Pada tahun 2010, kerentanan serupa ditutup pada sistem pencetakan Windows : eskalasi hak istimewa dalam sistem dengan "mencetak" data secara sewenang-wenang ke suatu file. Masalahnya dieksploitasi sebagai bagian dari serangan cyber Stuxnet dan ditambahkan ke kotak alat untuk diperbaiki ke sistem target. Sebenarnya, kami menemukannya selama penelitiankode berbahaya Sebagai akibat dari insiden 10 tahun yang lalu, pertahanan Print Spooler diperkuat, tetapi, seperti yang sekarang jelas, tidak cukup baik.

Sophos telah mewawancarai bisnis tentang serangan cyber oleh ransomware. Jumlah rata-rata kerugian akibat insiden tersebut mencapai 730 ribu dolar - tetapi ini adalah jika Anda tidak membayar uang tebusan, tetapi dapatkan salinan data dari cadangan dan dengan cara lain memulihkan infrastruktur.
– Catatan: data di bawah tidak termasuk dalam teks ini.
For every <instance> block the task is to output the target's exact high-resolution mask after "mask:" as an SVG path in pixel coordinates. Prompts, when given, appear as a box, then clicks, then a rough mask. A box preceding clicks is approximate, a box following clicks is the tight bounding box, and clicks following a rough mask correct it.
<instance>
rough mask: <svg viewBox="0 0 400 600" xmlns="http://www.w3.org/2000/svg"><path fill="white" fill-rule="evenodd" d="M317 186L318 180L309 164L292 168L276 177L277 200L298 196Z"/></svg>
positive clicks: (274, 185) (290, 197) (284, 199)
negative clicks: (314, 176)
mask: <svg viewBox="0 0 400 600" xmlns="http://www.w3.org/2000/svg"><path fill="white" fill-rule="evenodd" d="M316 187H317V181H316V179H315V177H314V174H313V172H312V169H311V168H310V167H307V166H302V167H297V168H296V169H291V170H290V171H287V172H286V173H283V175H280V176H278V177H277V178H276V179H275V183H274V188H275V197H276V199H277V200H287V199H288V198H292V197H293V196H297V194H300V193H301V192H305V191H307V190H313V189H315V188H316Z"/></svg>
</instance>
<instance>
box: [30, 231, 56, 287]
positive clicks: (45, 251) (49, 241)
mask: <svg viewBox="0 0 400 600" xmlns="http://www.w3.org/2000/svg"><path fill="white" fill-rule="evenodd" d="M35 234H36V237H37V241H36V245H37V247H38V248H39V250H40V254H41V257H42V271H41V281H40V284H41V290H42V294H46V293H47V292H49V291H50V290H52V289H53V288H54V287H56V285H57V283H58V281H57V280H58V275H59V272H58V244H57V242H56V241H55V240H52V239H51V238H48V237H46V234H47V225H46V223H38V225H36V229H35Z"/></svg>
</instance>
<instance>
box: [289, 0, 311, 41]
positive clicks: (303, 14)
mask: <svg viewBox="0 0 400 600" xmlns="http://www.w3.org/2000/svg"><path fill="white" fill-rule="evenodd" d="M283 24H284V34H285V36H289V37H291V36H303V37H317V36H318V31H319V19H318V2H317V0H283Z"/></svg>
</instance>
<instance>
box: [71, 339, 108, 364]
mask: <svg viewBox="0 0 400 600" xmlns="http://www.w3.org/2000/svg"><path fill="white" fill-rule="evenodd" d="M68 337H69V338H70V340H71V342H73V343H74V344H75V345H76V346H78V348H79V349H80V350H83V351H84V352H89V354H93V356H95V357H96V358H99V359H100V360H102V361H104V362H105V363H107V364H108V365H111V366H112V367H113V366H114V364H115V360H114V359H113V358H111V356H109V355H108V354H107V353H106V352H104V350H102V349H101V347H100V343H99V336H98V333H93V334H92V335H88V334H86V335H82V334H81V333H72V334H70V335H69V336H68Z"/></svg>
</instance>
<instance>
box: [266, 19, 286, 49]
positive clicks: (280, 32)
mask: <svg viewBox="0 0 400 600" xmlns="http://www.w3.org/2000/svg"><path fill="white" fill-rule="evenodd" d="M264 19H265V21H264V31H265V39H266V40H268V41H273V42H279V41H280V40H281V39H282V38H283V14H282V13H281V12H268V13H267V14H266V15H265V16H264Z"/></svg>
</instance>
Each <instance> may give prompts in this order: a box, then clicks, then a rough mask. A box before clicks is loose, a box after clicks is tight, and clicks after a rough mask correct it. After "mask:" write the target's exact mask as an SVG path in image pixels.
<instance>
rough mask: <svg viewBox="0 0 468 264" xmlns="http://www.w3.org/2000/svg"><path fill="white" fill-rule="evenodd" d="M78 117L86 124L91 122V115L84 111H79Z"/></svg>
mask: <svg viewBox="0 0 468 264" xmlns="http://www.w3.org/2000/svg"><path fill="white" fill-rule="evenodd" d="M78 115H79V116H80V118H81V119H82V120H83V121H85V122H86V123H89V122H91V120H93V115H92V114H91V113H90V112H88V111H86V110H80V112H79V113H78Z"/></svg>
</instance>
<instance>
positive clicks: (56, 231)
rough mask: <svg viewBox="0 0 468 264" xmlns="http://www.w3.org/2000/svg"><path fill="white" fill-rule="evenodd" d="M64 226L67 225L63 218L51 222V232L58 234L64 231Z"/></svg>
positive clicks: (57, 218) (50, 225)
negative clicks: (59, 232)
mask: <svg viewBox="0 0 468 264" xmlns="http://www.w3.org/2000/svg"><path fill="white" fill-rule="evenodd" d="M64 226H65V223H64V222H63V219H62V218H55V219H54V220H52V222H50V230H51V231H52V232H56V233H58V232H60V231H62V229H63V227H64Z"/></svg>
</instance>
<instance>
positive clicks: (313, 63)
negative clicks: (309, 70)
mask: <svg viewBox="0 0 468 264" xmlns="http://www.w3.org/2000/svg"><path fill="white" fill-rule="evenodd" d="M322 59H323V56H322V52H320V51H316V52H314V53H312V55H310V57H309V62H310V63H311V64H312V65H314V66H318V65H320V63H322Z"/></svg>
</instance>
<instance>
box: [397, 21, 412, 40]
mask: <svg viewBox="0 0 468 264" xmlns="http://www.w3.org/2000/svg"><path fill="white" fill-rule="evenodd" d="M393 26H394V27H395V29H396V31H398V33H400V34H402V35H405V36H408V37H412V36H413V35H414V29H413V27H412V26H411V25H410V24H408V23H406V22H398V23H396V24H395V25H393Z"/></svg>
Yang paling menarik, kerusakan rata-rata di antara mereka yang memenuhi persyaratan kerupuk ternyata menjadi dua kali lipat - 1,4 juta dolar. Sebagian, ini adalah "suhu rata-rata di rumah sakit", karena perlindungan dan reservasi yang kompeten dapat menghemat secara serius. Tetapi ini adalah argumen lain untuk tidak membayar penjahat dunia maya, di samping banyak contoh pemerasan ganda, ketika mereka pertama kali meminta uang untuk mendekripsi data, dan kemudian karena tidak mendistribusikannya.

Microsoft sedang menguji enkripsi DNS menggunakan DNS-over-HTTPS. Fitur tersedia di Windows 10 Insider Preview Build 19628 .

Perwakilan Facebook membayar $ 20 ribu untuk mendeteksi bug di layanan Lanjutkan dengan Facebook. Ini memungkinkan Anda untuk masuk ke sumber daya pihak ketiga melalui akun di jejaring sosial. Peneliti Vinot Kumar menemukan bahwa Lanjutkan dengan Facebook menggunakan kode JavaScript dari server Facebook agar berfungsi, yang dapat diganti, yang memungkinkan Anda untuk membajak akun pengunjung. Kerentanan ditemukan di Page Builder

plugin untuk Wordpress. Secara teori, hingga satu juta situs web tunduk padanya, kesalahannya memungkinkan menyerang akun administrator Wordpress dengan mengeksekusi kode berbahaya di peramban.